Ablation procedures: Ablation therapies aim to damage or destroy the cancer cells directly, but leave them inside the liver. They use either heat (radiofrequency), cold (cryotherapy) or microwaves to get this job done. Another option is ethanol ablation, also known as percutaneous ethanol injection (PEI), which injects the concentrated chemical ethanol into the tumor to kill it. Ablation techniques are used when there’s a clear number of tumors to be destroyed that are no more than a few centimeters wide.

Hepatic arterial infusion (HAI): This procedure implants a pump that delivers high-dose chemotherapy directly to the liver, bypassing the rest of the body, with the hope of limiting or reducing side effects of the chemotherapy. It’s useful for large tumors that other liver-directed therapies may not be able to tackle.

The liver is a special organ because it makes tons of different enzymes that work to disable and destroy toxic substances. That includes medicines like chemotherapy, so chemotherapy applied directly (and only) to the liver can be dosed at much higher levels without causing as many side effects as systemic treatments.

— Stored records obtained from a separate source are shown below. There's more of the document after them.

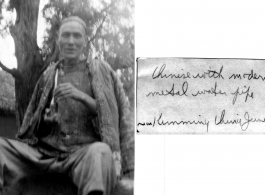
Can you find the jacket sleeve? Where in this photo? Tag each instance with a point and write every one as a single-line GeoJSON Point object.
{"type": "Point", "coordinates": [126, 128]}
{"type": "Point", "coordinates": [31, 117]}
{"type": "Point", "coordinates": [28, 131]}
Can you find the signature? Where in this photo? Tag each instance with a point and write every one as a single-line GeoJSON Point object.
{"type": "Point", "coordinates": [244, 123]}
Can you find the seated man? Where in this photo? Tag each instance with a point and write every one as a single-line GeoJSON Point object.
{"type": "Point", "coordinates": [76, 123]}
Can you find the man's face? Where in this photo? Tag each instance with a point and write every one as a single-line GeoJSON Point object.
{"type": "Point", "coordinates": [71, 40]}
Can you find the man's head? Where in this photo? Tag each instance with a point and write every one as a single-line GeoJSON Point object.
{"type": "Point", "coordinates": [72, 38]}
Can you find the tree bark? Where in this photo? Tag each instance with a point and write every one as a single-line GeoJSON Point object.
{"type": "Point", "coordinates": [29, 58]}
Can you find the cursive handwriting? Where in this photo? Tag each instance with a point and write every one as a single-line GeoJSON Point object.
{"type": "Point", "coordinates": [162, 75]}
{"type": "Point", "coordinates": [172, 91]}
{"type": "Point", "coordinates": [162, 122]}
{"type": "Point", "coordinates": [159, 73]}
{"type": "Point", "coordinates": [249, 76]}
{"type": "Point", "coordinates": [211, 74]}
{"type": "Point", "coordinates": [246, 92]}
{"type": "Point", "coordinates": [244, 123]}
{"type": "Point", "coordinates": [213, 90]}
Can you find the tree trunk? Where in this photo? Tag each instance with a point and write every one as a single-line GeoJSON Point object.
{"type": "Point", "coordinates": [29, 58]}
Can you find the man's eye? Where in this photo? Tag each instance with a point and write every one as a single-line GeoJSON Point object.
{"type": "Point", "coordinates": [77, 35]}
{"type": "Point", "coordinates": [65, 35]}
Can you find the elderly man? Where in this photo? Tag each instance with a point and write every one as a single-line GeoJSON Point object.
{"type": "Point", "coordinates": [76, 122]}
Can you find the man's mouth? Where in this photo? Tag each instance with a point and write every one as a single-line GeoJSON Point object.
{"type": "Point", "coordinates": [70, 49]}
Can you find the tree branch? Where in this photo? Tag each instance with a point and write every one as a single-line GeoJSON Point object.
{"type": "Point", "coordinates": [14, 72]}
{"type": "Point", "coordinates": [98, 29]}
{"type": "Point", "coordinates": [101, 24]}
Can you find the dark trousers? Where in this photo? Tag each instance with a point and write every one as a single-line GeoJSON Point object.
{"type": "Point", "coordinates": [91, 167]}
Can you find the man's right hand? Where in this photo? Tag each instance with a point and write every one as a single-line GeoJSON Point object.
{"type": "Point", "coordinates": [51, 118]}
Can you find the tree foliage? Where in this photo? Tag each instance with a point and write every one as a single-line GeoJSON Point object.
{"type": "Point", "coordinates": [110, 35]}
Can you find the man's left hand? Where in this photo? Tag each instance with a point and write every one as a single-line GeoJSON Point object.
{"type": "Point", "coordinates": [67, 90]}
{"type": "Point", "coordinates": [127, 183]}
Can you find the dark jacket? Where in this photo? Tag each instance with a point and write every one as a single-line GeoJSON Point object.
{"type": "Point", "coordinates": [113, 122]}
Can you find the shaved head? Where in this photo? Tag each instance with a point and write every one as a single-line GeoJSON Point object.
{"type": "Point", "coordinates": [73, 19]}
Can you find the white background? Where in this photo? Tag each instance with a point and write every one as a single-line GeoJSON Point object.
{"type": "Point", "coordinates": [200, 164]}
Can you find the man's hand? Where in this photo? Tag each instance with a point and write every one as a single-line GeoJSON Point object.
{"type": "Point", "coordinates": [67, 90]}
{"type": "Point", "coordinates": [126, 183]}
{"type": "Point", "coordinates": [51, 118]}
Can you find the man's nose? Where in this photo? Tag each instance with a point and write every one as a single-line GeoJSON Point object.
{"type": "Point", "coordinates": [71, 40]}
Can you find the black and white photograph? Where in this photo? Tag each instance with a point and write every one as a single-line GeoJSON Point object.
{"type": "Point", "coordinates": [67, 97]}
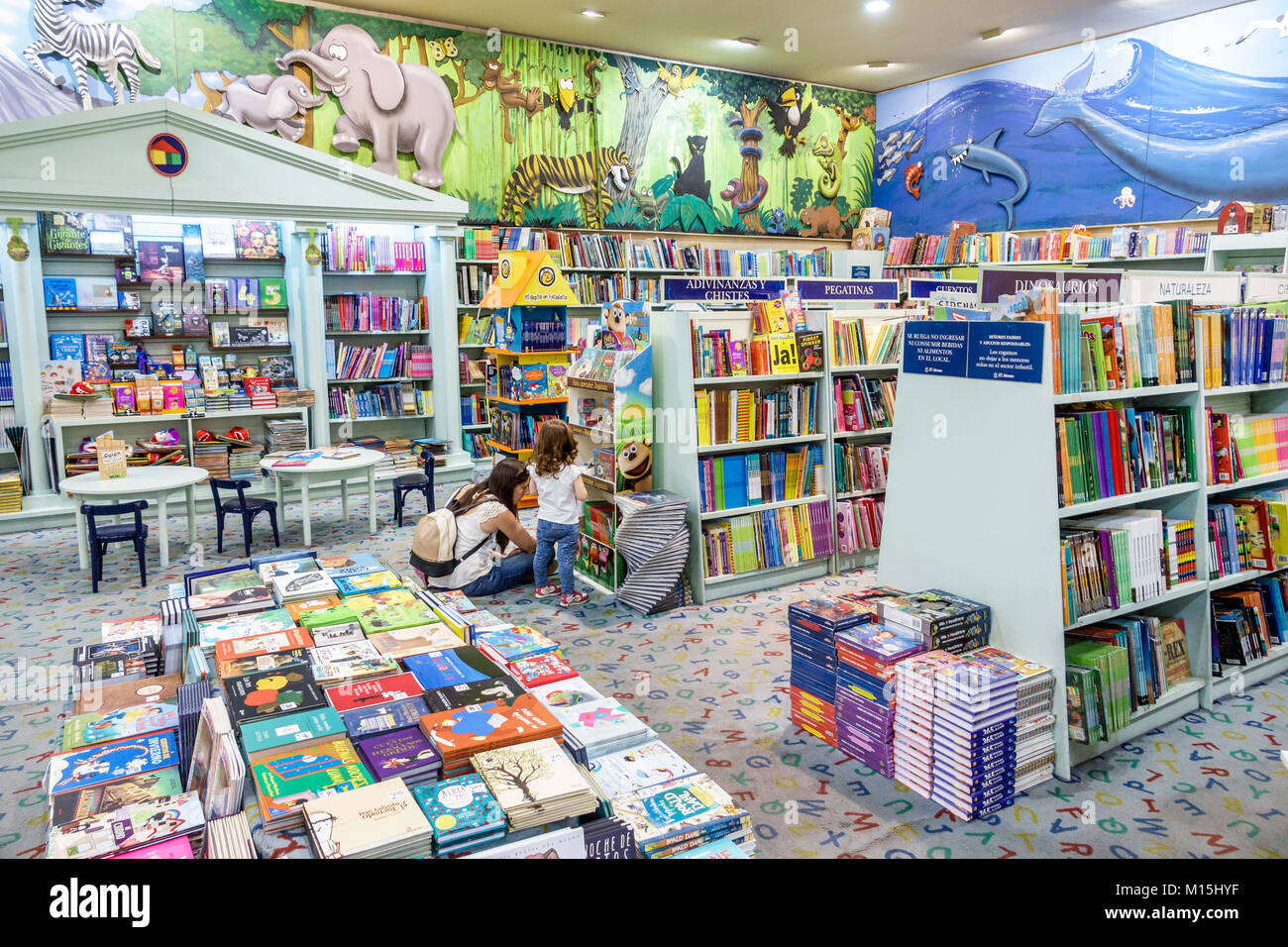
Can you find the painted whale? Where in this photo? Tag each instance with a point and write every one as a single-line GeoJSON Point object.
{"type": "Point", "coordinates": [1188, 167]}
{"type": "Point", "coordinates": [986, 158]}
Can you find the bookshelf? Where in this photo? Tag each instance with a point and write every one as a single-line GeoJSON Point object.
{"type": "Point", "coordinates": [378, 334]}
{"type": "Point", "coordinates": [610, 415]}
{"type": "Point", "coordinates": [995, 538]}
{"type": "Point", "coordinates": [686, 462]}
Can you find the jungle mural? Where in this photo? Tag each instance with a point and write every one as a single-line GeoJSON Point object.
{"type": "Point", "coordinates": [1167, 123]}
{"type": "Point", "coordinates": [524, 131]}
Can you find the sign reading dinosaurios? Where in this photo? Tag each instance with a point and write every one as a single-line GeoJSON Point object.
{"type": "Point", "coordinates": [524, 131]}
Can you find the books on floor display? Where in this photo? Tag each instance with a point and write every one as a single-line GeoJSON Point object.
{"type": "Point", "coordinates": [622, 772]}
{"type": "Point", "coordinates": [535, 783]}
{"type": "Point", "coordinates": [404, 753]}
{"type": "Point", "coordinates": [130, 826]}
{"type": "Point", "coordinates": [683, 813]}
{"type": "Point", "coordinates": [463, 812]}
{"type": "Point", "coordinates": [287, 777]}
{"type": "Point", "coordinates": [378, 821]}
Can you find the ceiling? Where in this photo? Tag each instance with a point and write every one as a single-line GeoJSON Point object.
{"type": "Point", "coordinates": [921, 39]}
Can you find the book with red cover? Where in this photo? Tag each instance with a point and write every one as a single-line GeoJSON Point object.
{"type": "Point", "coordinates": [369, 693]}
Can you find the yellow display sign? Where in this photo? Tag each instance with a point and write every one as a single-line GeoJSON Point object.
{"type": "Point", "coordinates": [528, 277]}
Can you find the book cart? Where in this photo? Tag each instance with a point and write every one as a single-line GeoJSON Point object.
{"type": "Point", "coordinates": [231, 172]}
{"type": "Point", "coordinates": [973, 505]}
{"type": "Point", "coordinates": [610, 416]}
{"type": "Point", "coordinates": [528, 351]}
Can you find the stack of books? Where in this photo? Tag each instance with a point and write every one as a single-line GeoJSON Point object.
{"type": "Point", "coordinates": [380, 821]}
{"type": "Point", "coordinates": [683, 813]}
{"type": "Point", "coordinates": [535, 784]}
{"type": "Point", "coordinates": [463, 812]}
{"type": "Point", "coordinates": [867, 656]}
{"type": "Point", "coordinates": [1034, 716]}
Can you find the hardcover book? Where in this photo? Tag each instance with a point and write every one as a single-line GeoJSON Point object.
{"type": "Point", "coordinates": [103, 763]}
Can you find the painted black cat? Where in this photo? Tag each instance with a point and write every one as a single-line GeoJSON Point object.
{"type": "Point", "coordinates": [694, 178]}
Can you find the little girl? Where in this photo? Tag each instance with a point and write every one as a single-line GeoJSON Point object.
{"type": "Point", "coordinates": [559, 488]}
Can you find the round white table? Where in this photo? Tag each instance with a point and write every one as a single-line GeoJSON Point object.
{"type": "Point", "coordinates": [140, 483]}
{"type": "Point", "coordinates": [329, 470]}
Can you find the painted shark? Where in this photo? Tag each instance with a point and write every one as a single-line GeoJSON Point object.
{"type": "Point", "coordinates": [1188, 167]}
{"type": "Point", "coordinates": [988, 159]}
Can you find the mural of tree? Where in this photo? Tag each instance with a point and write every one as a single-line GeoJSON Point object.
{"type": "Point", "coordinates": [747, 95]}
{"type": "Point", "coordinates": [642, 105]}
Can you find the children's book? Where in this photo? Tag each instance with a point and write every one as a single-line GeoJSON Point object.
{"type": "Point", "coordinates": [455, 667]}
{"type": "Point", "coordinates": [102, 763]}
{"type": "Point", "coordinates": [107, 725]}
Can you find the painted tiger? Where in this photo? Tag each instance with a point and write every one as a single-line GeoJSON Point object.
{"type": "Point", "coordinates": [585, 175]}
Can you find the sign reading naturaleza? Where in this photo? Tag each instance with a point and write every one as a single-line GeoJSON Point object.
{"type": "Point", "coordinates": [987, 351]}
{"type": "Point", "coordinates": [686, 289]}
{"type": "Point", "coordinates": [935, 348]}
{"type": "Point", "coordinates": [1005, 351]}
{"type": "Point", "coordinates": [849, 290]}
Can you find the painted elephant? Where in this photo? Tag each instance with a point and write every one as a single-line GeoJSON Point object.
{"type": "Point", "coordinates": [394, 106]}
{"type": "Point", "coordinates": [269, 103]}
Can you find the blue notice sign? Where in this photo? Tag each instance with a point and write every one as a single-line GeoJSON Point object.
{"type": "Point", "coordinates": [1005, 351]}
{"type": "Point", "coordinates": [925, 289]}
{"type": "Point", "coordinates": [697, 289]}
{"type": "Point", "coordinates": [848, 290]}
{"type": "Point", "coordinates": [935, 348]}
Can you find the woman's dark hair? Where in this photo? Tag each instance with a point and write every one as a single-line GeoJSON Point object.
{"type": "Point", "coordinates": [555, 449]}
{"type": "Point", "coordinates": [507, 474]}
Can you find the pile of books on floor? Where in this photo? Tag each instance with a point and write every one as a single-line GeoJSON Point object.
{"type": "Point", "coordinates": [653, 539]}
{"type": "Point", "coordinates": [11, 492]}
{"type": "Point", "coordinates": [286, 434]}
{"type": "Point", "coordinates": [364, 719]}
{"type": "Point", "coordinates": [211, 457]}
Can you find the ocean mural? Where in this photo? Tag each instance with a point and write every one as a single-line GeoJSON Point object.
{"type": "Point", "coordinates": [1168, 123]}
{"type": "Point", "coordinates": [524, 131]}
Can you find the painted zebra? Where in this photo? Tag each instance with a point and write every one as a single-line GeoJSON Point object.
{"type": "Point", "coordinates": [111, 47]}
{"type": "Point", "coordinates": [580, 174]}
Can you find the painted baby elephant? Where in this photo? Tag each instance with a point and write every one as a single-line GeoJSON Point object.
{"type": "Point", "coordinates": [394, 106]}
{"type": "Point", "coordinates": [269, 103]}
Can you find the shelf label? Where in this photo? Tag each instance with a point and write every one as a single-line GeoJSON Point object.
{"type": "Point", "coordinates": [688, 289]}
{"type": "Point", "coordinates": [928, 289]}
{"type": "Point", "coordinates": [1216, 289]}
{"type": "Point", "coordinates": [1070, 285]}
{"type": "Point", "coordinates": [848, 290]}
{"type": "Point", "coordinates": [1005, 351]}
{"type": "Point", "coordinates": [1266, 287]}
{"type": "Point", "coordinates": [935, 348]}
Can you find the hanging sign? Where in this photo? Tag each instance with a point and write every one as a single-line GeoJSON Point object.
{"type": "Point", "coordinates": [167, 155]}
{"type": "Point", "coordinates": [1266, 287]}
{"type": "Point", "coordinates": [697, 289]}
{"type": "Point", "coordinates": [1070, 285]}
{"type": "Point", "coordinates": [848, 290]}
{"type": "Point", "coordinates": [934, 348]}
{"type": "Point", "coordinates": [1211, 289]}
{"type": "Point", "coordinates": [928, 289]}
{"type": "Point", "coordinates": [1005, 351]}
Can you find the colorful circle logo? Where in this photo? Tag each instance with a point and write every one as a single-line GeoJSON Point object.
{"type": "Point", "coordinates": [167, 155]}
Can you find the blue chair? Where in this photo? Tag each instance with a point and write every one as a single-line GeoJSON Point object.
{"type": "Point", "coordinates": [99, 536]}
{"type": "Point", "coordinates": [415, 483]}
{"type": "Point", "coordinates": [246, 509]}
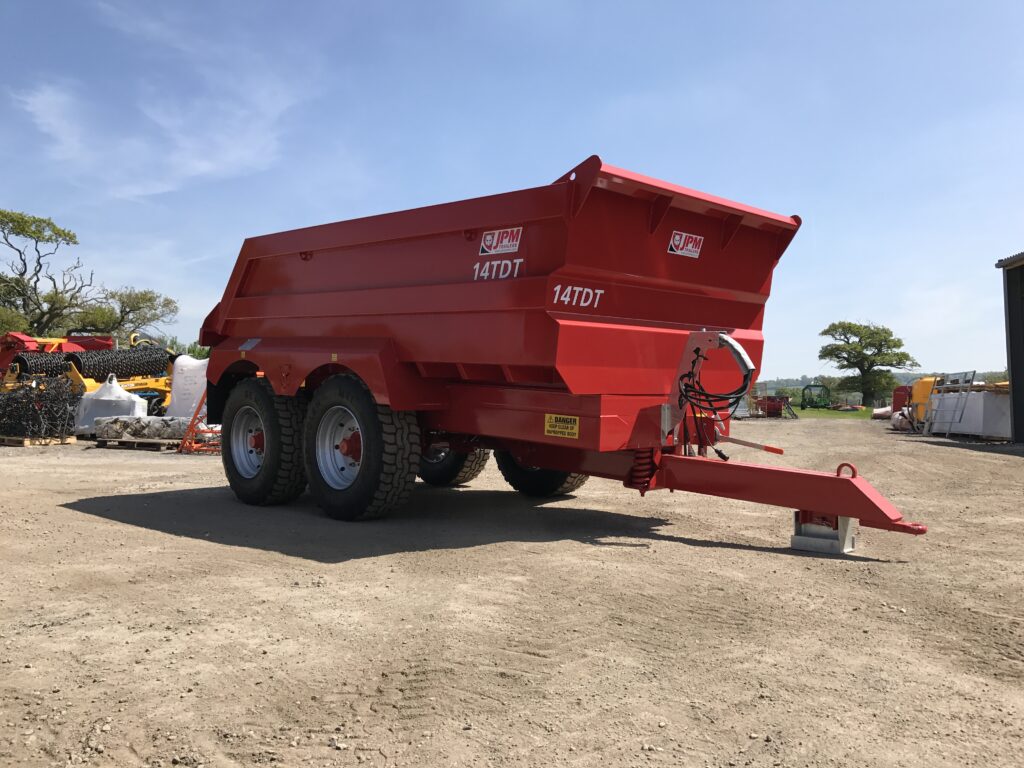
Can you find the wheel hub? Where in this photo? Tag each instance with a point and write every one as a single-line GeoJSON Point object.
{"type": "Point", "coordinates": [351, 446]}
{"type": "Point", "coordinates": [248, 441]}
{"type": "Point", "coordinates": [339, 448]}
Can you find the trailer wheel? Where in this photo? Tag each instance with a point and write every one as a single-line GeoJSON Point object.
{"type": "Point", "coordinates": [443, 468]}
{"type": "Point", "coordinates": [536, 481]}
{"type": "Point", "coordinates": [361, 458]}
{"type": "Point", "coordinates": [260, 444]}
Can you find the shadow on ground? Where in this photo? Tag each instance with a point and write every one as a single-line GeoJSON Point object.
{"type": "Point", "coordinates": [998, 449]}
{"type": "Point", "coordinates": [434, 518]}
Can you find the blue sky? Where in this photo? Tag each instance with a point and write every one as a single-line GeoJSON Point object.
{"type": "Point", "coordinates": [165, 133]}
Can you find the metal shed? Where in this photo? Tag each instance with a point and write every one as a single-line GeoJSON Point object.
{"type": "Point", "coordinates": [1013, 286]}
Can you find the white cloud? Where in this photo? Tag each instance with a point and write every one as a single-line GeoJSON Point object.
{"type": "Point", "coordinates": [223, 118]}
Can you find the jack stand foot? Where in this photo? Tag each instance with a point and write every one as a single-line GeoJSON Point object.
{"type": "Point", "coordinates": [824, 534]}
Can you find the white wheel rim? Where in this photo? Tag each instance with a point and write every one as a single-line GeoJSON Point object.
{"type": "Point", "coordinates": [339, 448]}
{"type": "Point", "coordinates": [248, 441]}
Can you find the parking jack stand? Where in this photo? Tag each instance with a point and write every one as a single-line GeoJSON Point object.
{"type": "Point", "coordinates": [824, 534]}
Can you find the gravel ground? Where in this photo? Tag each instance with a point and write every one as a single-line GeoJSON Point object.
{"type": "Point", "coordinates": [148, 619]}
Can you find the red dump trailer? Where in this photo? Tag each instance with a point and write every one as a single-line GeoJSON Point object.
{"type": "Point", "coordinates": [602, 325]}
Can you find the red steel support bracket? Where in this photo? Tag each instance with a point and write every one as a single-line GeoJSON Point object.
{"type": "Point", "coordinates": [821, 500]}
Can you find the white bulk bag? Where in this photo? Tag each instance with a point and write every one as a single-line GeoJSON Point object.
{"type": "Point", "coordinates": [109, 399]}
{"type": "Point", "coordinates": [187, 385]}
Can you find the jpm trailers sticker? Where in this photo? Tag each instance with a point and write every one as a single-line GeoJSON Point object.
{"type": "Point", "coordinates": [559, 425]}
{"type": "Point", "coordinates": [684, 244]}
{"type": "Point", "coordinates": [501, 241]}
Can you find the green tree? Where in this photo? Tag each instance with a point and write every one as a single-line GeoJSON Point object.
{"type": "Point", "coordinates": [126, 309]}
{"type": "Point", "coordinates": [869, 350]}
{"type": "Point", "coordinates": [194, 349]}
{"type": "Point", "coordinates": [39, 300]}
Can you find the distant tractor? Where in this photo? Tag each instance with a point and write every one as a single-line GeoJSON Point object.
{"type": "Point", "coordinates": [815, 395]}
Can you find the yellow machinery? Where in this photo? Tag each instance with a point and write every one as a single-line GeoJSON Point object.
{"type": "Point", "coordinates": [921, 391]}
{"type": "Point", "coordinates": [143, 369]}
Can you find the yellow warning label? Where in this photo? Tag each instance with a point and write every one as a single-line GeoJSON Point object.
{"type": "Point", "coordinates": [557, 425]}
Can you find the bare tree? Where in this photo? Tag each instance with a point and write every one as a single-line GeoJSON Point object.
{"type": "Point", "coordinates": [46, 300]}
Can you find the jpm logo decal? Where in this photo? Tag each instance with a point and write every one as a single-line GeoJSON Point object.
{"type": "Point", "coordinates": [684, 244]}
{"type": "Point", "coordinates": [501, 241]}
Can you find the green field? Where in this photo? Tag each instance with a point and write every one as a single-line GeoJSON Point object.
{"type": "Point", "coordinates": [816, 413]}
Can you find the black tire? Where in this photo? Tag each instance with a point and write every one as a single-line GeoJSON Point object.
{"type": "Point", "coordinates": [453, 467]}
{"type": "Point", "coordinates": [388, 452]}
{"type": "Point", "coordinates": [538, 482]}
{"type": "Point", "coordinates": [281, 477]}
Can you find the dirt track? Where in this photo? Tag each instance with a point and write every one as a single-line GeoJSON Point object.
{"type": "Point", "coordinates": [147, 617]}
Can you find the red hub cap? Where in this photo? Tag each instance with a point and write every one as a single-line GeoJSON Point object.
{"type": "Point", "coordinates": [351, 446]}
{"type": "Point", "coordinates": [256, 441]}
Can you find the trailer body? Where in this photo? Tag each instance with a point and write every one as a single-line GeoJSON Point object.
{"type": "Point", "coordinates": [551, 323]}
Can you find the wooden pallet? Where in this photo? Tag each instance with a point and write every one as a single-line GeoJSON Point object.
{"type": "Point", "coordinates": [139, 443]}
{"type": "Point", "coordinates": [28, 441]}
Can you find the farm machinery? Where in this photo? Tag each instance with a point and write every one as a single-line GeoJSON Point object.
{"type": "Point", "coordinates": [607, 324]}
{"type": "Point", "coordinates": [142, 368]}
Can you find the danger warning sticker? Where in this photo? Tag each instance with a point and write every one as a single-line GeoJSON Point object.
{"type": "Point", "coordinates": [501, 241]}
{"type": "Point", "coordinates": [557, 425]}
{"type": "Point", "coordinates": [684, 244]}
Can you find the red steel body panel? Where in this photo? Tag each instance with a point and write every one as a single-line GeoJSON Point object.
{"type": "Point", "coordinates": [591, 302]}
{"type": "Point", "coordinates": [492, 316]}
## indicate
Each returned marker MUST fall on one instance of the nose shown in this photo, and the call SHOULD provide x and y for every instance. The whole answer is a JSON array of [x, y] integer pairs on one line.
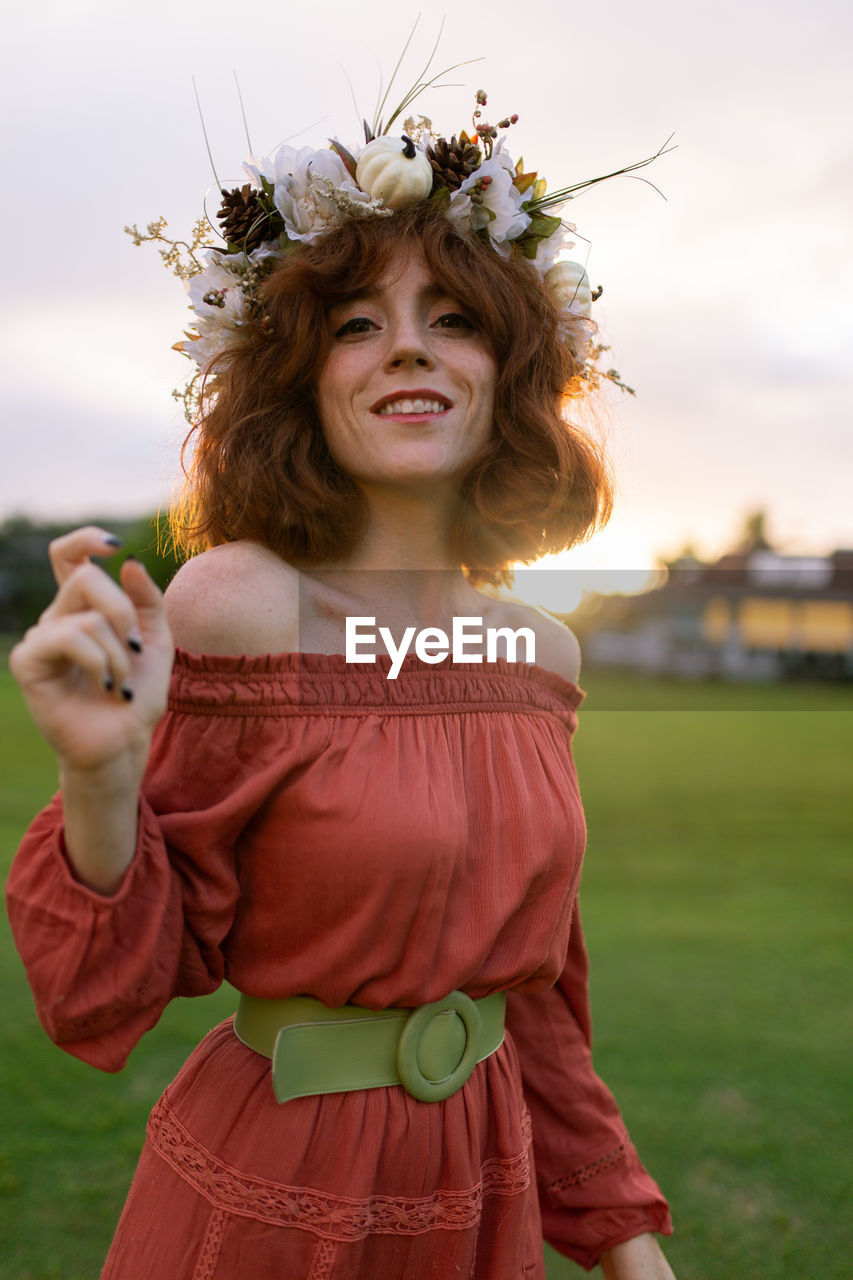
[[409, 344]]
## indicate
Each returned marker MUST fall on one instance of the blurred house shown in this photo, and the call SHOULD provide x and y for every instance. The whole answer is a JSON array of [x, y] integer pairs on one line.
[[752, 616]]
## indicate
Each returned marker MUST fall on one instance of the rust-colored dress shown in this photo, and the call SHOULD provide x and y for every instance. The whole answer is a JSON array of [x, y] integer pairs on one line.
[[310, 827]]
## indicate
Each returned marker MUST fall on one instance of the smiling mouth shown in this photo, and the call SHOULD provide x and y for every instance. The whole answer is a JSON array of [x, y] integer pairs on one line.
[[405, 406]]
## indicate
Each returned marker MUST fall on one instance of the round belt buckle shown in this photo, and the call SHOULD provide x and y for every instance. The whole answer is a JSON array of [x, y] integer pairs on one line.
[[409, 1068]]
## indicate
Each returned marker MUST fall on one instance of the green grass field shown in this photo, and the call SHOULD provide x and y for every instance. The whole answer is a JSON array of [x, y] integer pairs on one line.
[[716, 905]]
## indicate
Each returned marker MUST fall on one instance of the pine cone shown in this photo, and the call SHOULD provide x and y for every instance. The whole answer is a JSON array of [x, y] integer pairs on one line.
[[452, 163], [243, 219]]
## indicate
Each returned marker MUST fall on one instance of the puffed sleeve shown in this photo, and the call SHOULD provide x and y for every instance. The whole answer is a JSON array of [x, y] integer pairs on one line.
[[103, 969], [593, 1189]]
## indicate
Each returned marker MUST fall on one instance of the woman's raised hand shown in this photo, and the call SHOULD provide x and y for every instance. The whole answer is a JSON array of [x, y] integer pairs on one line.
[[95, 668]]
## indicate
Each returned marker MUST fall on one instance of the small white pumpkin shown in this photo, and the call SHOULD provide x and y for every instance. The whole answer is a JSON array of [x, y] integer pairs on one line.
[[395, 172], [569, 286]]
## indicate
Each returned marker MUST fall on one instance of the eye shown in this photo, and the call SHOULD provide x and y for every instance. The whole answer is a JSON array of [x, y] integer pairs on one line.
[[454, 320], [354, 327]]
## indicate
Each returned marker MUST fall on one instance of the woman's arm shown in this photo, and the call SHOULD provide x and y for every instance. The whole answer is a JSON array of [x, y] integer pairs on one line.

How to prepare for liver-directed therapy

  • Ask your doctor what treatment day may look like for you, because it varies widely with the procedure used and the tumor.
  • Before any procedure, abstain from eating and drinking for several hours.
  • If you’re doing an outpatient procedure, you’ll likely be given a local anesthetic to numb the skin where they’ll make a few small cuts. An HAI procedure may require general anesthesia (being put to sleep for surgery) for placement of the pump used to deliver chemotherapy.
  • In most cases, these procedures may be done in outpatient clinics, and you’ll be ready to return home the same day, as long as there are no complications. Make sure you have a ride home set up.

During ablative therapy, they’ll usually monitor the needle’s position with computed tomography (CT) scans, X-rays or an ultrasound to ensure the treatment is being done in the appropriate area of the liver.

The length of the procedure varies based on how many tumors need to be treated.

In the days following treatment, you’ll likely feel pain and discomfort and potentially experience additional side effects. Allow your body time to heal.

Risks of liver-directed therapy

Various approaches to liver-directed therapies have a number of side effects to watch out for. As these treatments all affect the liver, known side effects are similar.

All of the LDTs mentioned above have a risk of:

  • Abdominal pain or discomfort
  • Low fever
  • Fatigue

It’s possible you may experience:

  • Bleeding
  • Infection
  • Abscess
  • Skin burn
  • Injury to bile duct

It may take more than a month to recover from an embolization procedure. There’s also the risk of damaging healthy liver tissue or developing postembolization syndrome, which includes:

  • Nausea and vomiting
  • Extreme fatigue
  • Carcinoid crisis, a potentially life-threatening reaction due to molecules put out by the damaged tumor

Hepatic arterial infusions, while less likely to cause extreme chemotherapy side effects, have possible complications of their own. Along with some of the other symptoms mentioned above, the HAI procedure may result in the development of stomach ulcers and hardening of the bile duct.

Liver-directed therapy results

A few weeks after treatment, your doctor will likely want to see what the tumor looks like. Your doctor may order a CT scan or magnetic resonance imaging (MRI) to see inside your body. This imaging may be repeated in a few months as well.

Your liver-directed therapy may be followed by surgery or other cancer treatments.